Simon Fraser University
Amandio Vieira is interested in the structure and function of biological systems at different levels. In terms of basic research, he and other members of his group study molecular and cellular mechanism of physiological regulation, e.g., biological transport and signaling, genetic and epigenetic control. In much of his work, they develop these interests in the context of nutrition and metabolism: endocytic transport of nutrients, nutritional epigenetics, transport-function relations of hormones and other regulatory/metabolic factors. Basic work on biological transport and transport proteins is also considered in a pathological or therapeutic perspective: basic studies on the endocytic transport of vitamins A, D, and other nutrients, for example, can contribute to a better understanding of the modulation of such transport in cancer cells, or more generally to the identification of pharmaco-modulators of the transport process. One of the nutrient/hormone transport proteins that they study, transthyretin, is also a factor in some amyloidogenic neurodegenerative diseases; its related cellular toxicity mechanisms are being investigated by his group. Another area of interest is that of dietary phytochemicals and human health, e.g., how they contribute to health and longevity, antioxidant activities, and how they may impact pathological processes involved in cancer, cardiovascular, neurodegenerative and other chronic diseases.

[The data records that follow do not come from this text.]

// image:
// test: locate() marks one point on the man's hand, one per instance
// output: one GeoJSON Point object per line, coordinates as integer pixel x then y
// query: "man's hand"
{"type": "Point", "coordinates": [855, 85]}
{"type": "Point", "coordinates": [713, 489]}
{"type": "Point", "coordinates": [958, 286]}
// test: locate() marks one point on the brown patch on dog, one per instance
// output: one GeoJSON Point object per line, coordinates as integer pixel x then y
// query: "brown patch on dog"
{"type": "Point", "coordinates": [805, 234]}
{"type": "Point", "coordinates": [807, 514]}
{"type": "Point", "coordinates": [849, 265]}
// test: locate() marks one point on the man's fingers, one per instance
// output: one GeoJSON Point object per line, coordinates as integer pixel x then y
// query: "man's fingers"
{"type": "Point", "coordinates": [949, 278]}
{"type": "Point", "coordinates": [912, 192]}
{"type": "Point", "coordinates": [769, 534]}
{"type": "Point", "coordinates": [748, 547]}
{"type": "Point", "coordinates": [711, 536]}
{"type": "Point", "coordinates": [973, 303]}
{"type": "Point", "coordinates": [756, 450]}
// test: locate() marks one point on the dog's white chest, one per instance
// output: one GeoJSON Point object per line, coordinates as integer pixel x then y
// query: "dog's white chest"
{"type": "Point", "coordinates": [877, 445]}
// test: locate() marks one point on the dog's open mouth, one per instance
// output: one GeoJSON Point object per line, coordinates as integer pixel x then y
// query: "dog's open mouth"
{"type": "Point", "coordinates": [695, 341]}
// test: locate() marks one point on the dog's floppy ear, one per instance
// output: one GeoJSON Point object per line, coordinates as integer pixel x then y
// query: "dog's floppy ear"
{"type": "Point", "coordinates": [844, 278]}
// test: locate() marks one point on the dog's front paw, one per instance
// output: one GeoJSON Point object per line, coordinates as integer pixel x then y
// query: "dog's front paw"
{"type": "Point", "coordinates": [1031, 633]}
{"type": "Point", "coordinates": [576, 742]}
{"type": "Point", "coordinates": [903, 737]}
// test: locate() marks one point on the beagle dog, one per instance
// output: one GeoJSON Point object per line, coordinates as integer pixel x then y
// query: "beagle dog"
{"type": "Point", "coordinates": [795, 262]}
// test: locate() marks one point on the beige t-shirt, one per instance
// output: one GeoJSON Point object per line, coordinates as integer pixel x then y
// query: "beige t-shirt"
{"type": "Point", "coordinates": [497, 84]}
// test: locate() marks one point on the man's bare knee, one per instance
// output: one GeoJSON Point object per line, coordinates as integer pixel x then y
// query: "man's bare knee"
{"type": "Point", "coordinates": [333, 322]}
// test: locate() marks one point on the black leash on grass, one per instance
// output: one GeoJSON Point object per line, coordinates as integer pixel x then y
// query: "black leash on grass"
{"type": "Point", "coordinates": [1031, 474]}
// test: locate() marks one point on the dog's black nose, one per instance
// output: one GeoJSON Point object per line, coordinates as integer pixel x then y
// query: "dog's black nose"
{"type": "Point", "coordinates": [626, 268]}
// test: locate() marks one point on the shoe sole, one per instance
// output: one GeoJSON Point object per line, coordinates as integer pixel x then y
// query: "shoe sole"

The protein transthyretin (formerly, prealbumin) has multiple physiological roles, e.g., in the extracellular transport of thyroid hormones and other compounds, and through its association with other proteins including retinol-binding protein. Misfolded and aggregated transthyretins can have pathological properties and contribute to amyloidogenic diseases including neurodegeneration in hereditary disorders such as amyloidic polyneuropathy. A comparative analysis will be presented based on the results of our studies in terms of (i) the basic biology of transthyretin, e.g., receptor-mediated endocytic transport, (ii) the toxicity of misfolded/ aggregated transthyretins, e.g., disruption of cell membranes and redox balance, and (iii) the moderation of such toxicity by pharmacological compounds including phytochemicals. The presentation will also include biophysical and bioinformatics analyses of transthyretins and other amyloidogenic proteins in an attempt to relate protein structural changes to misfolding/ aggregation and, ultimately, to toxicity and disease.